L’hydre déchaîna ses flammes avec un rugissement. Les vassaux de Kojou déclenchèrent leurs attaques respectives pour contrer le boulet de canon noir. Malgré cela, ils ne purent l’arrêter, laissant le boulet s’abattre sur Kojou et les autres depuis le ciel…
« — Loup de la dérive des neiges ! »
C’est Yukina qui l’abattit sous les yeux de Kojou et des autres.

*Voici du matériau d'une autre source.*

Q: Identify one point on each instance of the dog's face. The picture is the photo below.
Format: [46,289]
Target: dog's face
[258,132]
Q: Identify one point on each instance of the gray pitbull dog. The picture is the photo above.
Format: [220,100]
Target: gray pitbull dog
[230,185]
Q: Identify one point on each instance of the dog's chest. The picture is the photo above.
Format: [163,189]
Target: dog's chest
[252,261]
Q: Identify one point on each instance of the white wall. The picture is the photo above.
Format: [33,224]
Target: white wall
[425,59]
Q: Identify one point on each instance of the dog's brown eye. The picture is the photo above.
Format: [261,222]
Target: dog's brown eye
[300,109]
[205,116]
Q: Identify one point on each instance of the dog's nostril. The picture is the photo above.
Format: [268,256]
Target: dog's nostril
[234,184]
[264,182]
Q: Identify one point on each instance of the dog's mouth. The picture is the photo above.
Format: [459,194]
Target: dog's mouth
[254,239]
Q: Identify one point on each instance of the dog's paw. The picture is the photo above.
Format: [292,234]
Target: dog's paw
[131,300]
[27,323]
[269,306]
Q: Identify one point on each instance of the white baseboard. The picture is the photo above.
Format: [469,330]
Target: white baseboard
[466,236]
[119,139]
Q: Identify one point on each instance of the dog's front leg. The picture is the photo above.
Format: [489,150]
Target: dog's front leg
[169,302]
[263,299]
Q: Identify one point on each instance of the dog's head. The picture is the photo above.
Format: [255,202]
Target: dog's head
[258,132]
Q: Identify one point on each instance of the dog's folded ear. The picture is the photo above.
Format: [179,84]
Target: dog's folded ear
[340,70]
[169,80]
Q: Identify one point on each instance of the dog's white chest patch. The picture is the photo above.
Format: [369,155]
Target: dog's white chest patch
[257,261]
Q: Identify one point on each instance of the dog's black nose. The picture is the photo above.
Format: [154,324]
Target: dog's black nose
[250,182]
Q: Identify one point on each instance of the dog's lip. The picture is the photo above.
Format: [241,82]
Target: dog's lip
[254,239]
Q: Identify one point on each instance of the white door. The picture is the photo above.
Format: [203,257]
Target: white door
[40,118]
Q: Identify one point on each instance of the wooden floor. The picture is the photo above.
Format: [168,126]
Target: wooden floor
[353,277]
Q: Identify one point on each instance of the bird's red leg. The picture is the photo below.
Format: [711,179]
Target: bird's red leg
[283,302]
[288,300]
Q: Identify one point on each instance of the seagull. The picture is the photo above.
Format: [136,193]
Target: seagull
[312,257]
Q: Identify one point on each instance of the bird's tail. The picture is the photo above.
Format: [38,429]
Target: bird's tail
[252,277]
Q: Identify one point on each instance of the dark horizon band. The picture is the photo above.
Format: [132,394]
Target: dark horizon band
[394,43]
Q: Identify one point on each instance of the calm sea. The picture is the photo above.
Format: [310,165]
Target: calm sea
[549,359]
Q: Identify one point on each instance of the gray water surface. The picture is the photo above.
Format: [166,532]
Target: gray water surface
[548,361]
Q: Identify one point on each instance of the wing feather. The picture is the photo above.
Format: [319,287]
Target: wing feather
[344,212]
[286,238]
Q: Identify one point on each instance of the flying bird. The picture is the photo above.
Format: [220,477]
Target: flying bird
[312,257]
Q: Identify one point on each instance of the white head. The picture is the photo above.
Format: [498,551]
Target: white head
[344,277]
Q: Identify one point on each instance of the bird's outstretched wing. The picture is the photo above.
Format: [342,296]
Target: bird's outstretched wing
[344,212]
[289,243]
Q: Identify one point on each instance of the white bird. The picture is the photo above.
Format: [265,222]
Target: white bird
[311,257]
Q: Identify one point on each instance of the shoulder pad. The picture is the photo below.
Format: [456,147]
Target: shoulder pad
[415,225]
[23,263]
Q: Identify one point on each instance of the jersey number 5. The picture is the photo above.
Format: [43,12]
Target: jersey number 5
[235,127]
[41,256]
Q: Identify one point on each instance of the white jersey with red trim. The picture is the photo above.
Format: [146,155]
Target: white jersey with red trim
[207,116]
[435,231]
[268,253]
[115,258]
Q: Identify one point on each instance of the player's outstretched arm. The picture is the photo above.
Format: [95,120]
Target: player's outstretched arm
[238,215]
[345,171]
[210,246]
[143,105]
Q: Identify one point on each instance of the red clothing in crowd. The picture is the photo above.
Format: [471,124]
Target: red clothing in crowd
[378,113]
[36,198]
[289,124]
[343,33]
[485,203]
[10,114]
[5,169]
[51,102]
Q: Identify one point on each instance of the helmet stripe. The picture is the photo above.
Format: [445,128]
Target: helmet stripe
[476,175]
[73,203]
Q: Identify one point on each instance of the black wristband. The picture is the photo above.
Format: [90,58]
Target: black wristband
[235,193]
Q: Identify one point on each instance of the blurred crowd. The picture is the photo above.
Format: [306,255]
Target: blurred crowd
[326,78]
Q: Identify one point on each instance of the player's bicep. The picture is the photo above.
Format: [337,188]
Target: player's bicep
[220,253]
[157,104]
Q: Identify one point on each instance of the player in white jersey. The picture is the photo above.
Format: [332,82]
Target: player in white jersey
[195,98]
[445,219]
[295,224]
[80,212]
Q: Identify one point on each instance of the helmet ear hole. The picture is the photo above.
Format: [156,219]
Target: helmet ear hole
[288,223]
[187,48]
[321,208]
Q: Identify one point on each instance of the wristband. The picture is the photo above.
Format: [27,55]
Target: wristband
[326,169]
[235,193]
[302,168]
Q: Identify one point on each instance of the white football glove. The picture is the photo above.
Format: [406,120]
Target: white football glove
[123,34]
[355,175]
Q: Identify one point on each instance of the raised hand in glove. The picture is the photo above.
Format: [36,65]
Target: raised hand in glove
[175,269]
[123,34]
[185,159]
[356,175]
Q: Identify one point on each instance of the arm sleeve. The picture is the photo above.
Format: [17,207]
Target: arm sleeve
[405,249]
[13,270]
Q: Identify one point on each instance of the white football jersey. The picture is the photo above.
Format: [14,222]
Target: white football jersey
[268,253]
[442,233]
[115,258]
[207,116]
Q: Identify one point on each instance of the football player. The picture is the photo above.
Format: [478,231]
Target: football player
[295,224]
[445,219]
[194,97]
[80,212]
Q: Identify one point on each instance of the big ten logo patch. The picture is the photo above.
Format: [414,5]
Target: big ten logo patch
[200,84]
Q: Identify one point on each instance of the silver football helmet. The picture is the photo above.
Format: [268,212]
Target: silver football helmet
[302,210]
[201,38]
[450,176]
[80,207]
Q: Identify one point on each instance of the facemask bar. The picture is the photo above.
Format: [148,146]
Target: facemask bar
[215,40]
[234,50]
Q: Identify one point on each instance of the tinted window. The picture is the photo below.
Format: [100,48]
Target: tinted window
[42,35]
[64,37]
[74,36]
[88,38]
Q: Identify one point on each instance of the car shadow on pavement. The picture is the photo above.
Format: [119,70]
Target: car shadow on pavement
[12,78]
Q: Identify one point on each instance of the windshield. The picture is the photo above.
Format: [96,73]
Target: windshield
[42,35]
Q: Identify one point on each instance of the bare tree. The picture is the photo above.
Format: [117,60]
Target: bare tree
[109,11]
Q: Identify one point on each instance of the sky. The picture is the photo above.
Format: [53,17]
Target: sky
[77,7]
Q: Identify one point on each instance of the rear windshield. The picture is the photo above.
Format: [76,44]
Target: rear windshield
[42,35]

« Allez-vous bien, Senpai !? Yuiri ! ? »
« Yukii… ! »
« Himeragi ! La wyverne… !? »
Voyant qu’ils étaient sains et saufs, bien que secoués, Yukina désigna ce qui se trouvait devant elle. La wyverne qu’elle avait combattue se tordait sur le sol, une aile et son torse profondément entaillés. Les tirs de canon de l’hydre l’avaient touchée.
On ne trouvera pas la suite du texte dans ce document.